The goal of this first exercise is to get familiarized with `gudhi` and the `SimplexTree` data structure. Documentation is [here](https://gudhi.inria.fr/python/latest/simplex_tree_ref.html).

Q1. Triangulate the torus, represented as a quotient space.

![torus.png](attachment:torus.png)

![119733806.jpg](attachment:119733806.jpg)

Q2. Enter your triangulation as a simplex tree in `gudhi`.

Q3. Check that your triangulation is correct by computing the Betti numbers of your triangulation. You can use the `Betti_numbers` function below for this. If the Betti numbers are not correct, make sure that the number of simplices in your simplex tree matches the one of your triangulation (in each dimension).

In [None]:
def Betti_numbers(st):
 st.compute_persistence(persistence_dim_max=st.dimension()+1)
 return st.betti_numbers()

Q4. Do the same with the [dunce hat](https://en.wikipedia.org/wiki/Dunce_hat_(topology)). The dunce hat is a space known to be contractible (homotopy equivalent to a point), but not collapsible (you cannot deform the complex to a point by progressively removing its simplices).

![dunce.png](attachment:dunce.png)

![fig7_11dunce.jpg](attachment:fig7_11dunce.jpg)

## 2. Application to COIL data set

The goal of this second exercise is to visualize and classify a data set using simplicial complexes and Betti numbers. The data set is the Columbia Object Image Library, which is made of gray scale images of rotating objects.

![obj1.gif](attachment:obj1.gif)![obj2.gif](attachment:obj2.gif)![obj3.gif](attachment:obj3.gif)![obj4.gif](attachment:obj4.gif)![obj5.gif](attachment:obj5.gif)

You can download the data [here](http://www-sop.inria.fr/abs/teaching/centrale-FGMDA/slides_mathieu/coil-20-proc.zip).
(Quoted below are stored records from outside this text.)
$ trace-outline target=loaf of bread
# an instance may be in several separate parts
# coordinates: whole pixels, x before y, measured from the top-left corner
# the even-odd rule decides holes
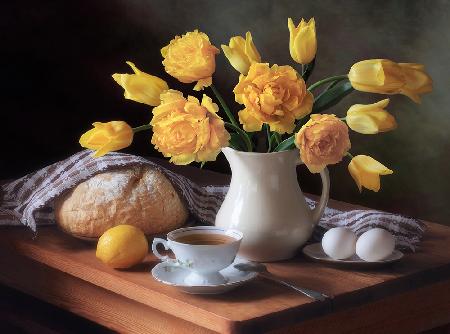
[[[107,229],[129,224],[145,234],[168,232],[188,217],[185,204],[158,170],[136,166],[97,174],[55,203],[57,224],[78,237],[100,237]]]

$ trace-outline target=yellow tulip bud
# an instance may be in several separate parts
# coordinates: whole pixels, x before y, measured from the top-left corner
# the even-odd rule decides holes
[[[133,129],[123,121],[95,122],[92,125],[94,128],[81,136],[80,145],[95,150],[95,158],[128,147],[133,142]]]
[[[125,89],[125,98],[150,106],[159,105],[159,95],[169,89],[167,83],[158,77],[140,71],[131,61],[127,61],[127,64],[133,69],[134,74],[115,73],[112,75],[113,79]]]
[[[359,191],[362,187],[378,192],[380,175],[389,175],[393,171],[367,155],[357,155],[350,161],[348,171],[355,180]]]
[[[389,104],[389,99],[381,100],[373,104],[355,104],[347,111],[347,125],[353,131],[363,134],[376,134],[397,128],[394,116],[384,108]]]
[[[316,22],[311,18],[304,19],[295,27],[291,18],[288,19],[289,51],[292,59],[299,64],[308,64],[313,61],[317,52]]]
[[[175,36],[161,49],[166,72],[183,83],[197,81],[194,90],[202,90],[212,84],[218,53],[208,35],[198,30]]]
[[[251,64],[261,62],[261,56],[249,31],[245,34],[245,39],[241,36],[230,38],[229,45],[222,44],[222,50],[231,66],[244,75],[247,75]]]
[[[369,59],[354,64],[348,78],[362,92],[403,94],[420,103],[419,94],[432,90],[431,78],[420,64],[397,64],[388,59]]]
Set up the `path` variable to where the data is in your machine.

In [None]:
path = './coil-20-proc/'

In [None]:
plt.figure()
plt.imshow(plt.imread(path + 'obj1__0.png'), cmap='gray')
plt.show()

We provide an implementation of the Mapper complex. Get familiarized with its arguments and their formats before using it.

Q1. Read the images and their labels (the object they represent) in `numpy` arrays.
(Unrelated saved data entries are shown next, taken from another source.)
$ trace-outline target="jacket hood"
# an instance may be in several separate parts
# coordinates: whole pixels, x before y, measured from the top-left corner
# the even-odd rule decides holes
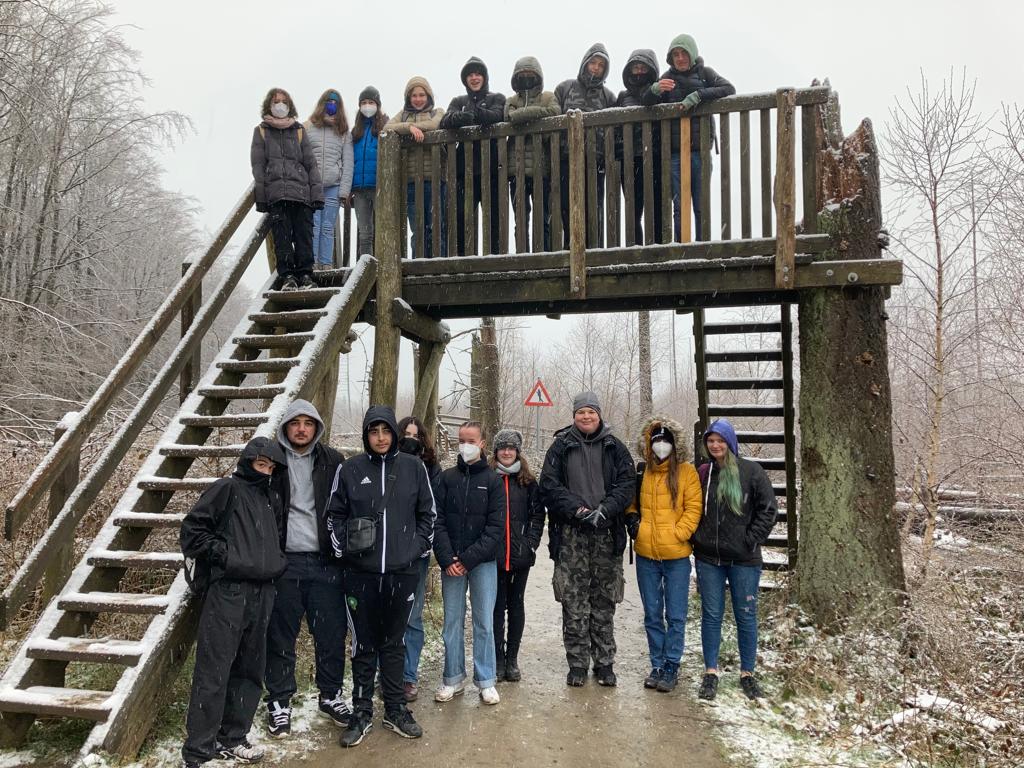
[[[281,446],[269,437],[254,437],[242,449],[242,455],[238,457],[235,474],[246,480],[265,480],[267,478],[266,475],[253,469],[252,462],[257,456],[266,456],[274,462],[277,465],[274,469],[275,473],[287,470],[288,458],[285,456],[284,451],[281,450]]]
[[[729,446],[729,450],[732,451],[733,456],[740,455],[739,441],[736,440],[736,428],[733,427],[728,419],[715,419],[711,422],[711,426],[705,430],[704,436],[701,438],[701,442],[704,443],[705,449],[708,445],[708,435],[712,432],[725,440],[725,443]]]
[[[298,453],[298,451],[295,451],[295,449],[292,448],[292,444],[288,441],[288,435],[285,434],[284,428],[288,426],[289,421],[299,416],[308,416],[316,422],[316,434],[313,436],[313,442],[309,444],[309,449],[306,451],[306,453],[309,453],[309,451],[312,451],[316,444],[320,442],[320,436],[324,433],[324,421],[320,418],[320,414],[317,412],[316,406],[308,400],[295,400],[288,406],[287,410],[285,410],[284,418],[281,419],[281,426],[277,428],[277,442],[279,442],[281,447],[286,451]]]
[[[470,72],[474,71],[482,71],[484,75],[484,84],[479,93],[488,93],[491,88],[491,77],[487,73],[487,65],[484,64],[483,59],[477,56],[470,56],[466,63],[462,65],[462,71],[459,73],[459,80],[466,86],[466,93],[473,93],[469,90],[469,86],[466,85],[466,78]]]
[[[538,83],[537,87],[538,87],[538,89],[543,89],[544,88],[544,70],[540,68],[540,61],[538,61],[535,56],[523,56],[521,59],[516,61],[516,65],[512,68],[512,88],[513,88],[513,90],[515,90],[515,91],[522,91],[522,90],[524,90],[523,88],[521,88],[516,83],[516,81],[519,79],[519,76],[521,74],[523,74],[523,72],[526,72],[527,70],[529,70],[531,72],[536,72],[537,73],[537,77],[540,78],[540,83]]]
[[[646,85],[650,85],[658,79],[658,57],[654,51],[650,48],[637,48],[631,54],[629,54],[629,60],[626,62],[626,66],[622,68],[622,84],[627,89],[632,88],[632,84],[629,82],[629,68],[634,64],[644,64],[648,70],[648,78],[650,78]]]
[[[636,450],[640,456],[643,456],[644,461],[650,463],[651,430],[655,424],[660,424],[672,433],[672,442],[676,446],[676,461],[689,461],[690,438],[687,437],[683,425],[675,419],[670,419],[668,416],[651,416],[640,429],[640,436],[636,439]]]
[[[690,66],[696,66],[699,54],[697,53],[697,41],[693,39],[692,35],[676,35],[672,38],[672,42],[668,46],[668,53],[665,54],[665,61],[670,67],[672,66],[673,48],[682,48],[690,54]]]
[[[599,78],[592,77],[587,72],[587,62],[594,56],[600,56],[604,59],[604,74]],[[583,55],[583,59],[580,61],[580,71],[576,77],[587,88],[596,88],[599,85],[604,85],[604,81],[608,79],[608,68],[610,65],[611,57],[608,56],[608,49],[604,47],[604,43],[594,43]]]
[[[378,421],[383,421],[391,429],[391,434],[394,439],[391,441],[391,450],[388,451],[388,455],[398,452],[398,419],[395,418],[395,412],[390,405],[371,405],[366,409],[366,415],[363,417],[363,448],[370,456],[376,456],[373,449],[370,447],[370,439],[367,437],[367,433],[370,431],[370,425],[376,424]]]
[[[420,86],[424,91],[427,92],[427,106],[421,110],[415,110],[412,108],[412,104],[409,103],[409,94],[412,93],[412,89],[416,86]],[[410,77],[409,82],[405,84],[405,111],[406,112],[426,112],[429,109],[434,108],[434,89],[430,87],[430,83],[427,82],[427,78],[416,75]]]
Q2. Compute the Mapper complex (using the `MapperComplex` class in `gudhi`---documentation is [here](https://gudhi.inria.fr/python/latest/cover_complex_sklearn_isk_ref.html).) on the images of a given rotating object (using, e.g., PCA components as filters), and compute its Betti numbers. Try different filters, resolutions, gains and clusterings, and see how they influence the results.

Q3. Use `networkx`, its `draw` function and the `get_networkx` method of the `MapperComplex` class to visualize the complex.

Q4. We are now going to classify images based on their Betti numbers. First, write a function that turns images into simplicial complexes, by triangulating every pixel with two triangles, and leaving aside pixels whose gray scale value is below a pre-defined threshold. Test your function on an image, compute the Betti numbers of its associated complex, and visualize the filtered image to check that the Betti numbers make sense.

Q5. Compute the Betti numbers of the complexes computed with a given threshold on the images associated to a few objects. Then, use these features to train classifiers (such as SVM or random forests) and compute their accuracies on random 80%/20% train/test splits of the data.

Q6. Since Betti numbers are ordinal data, check the effect of one-hot encoding on the accuracies.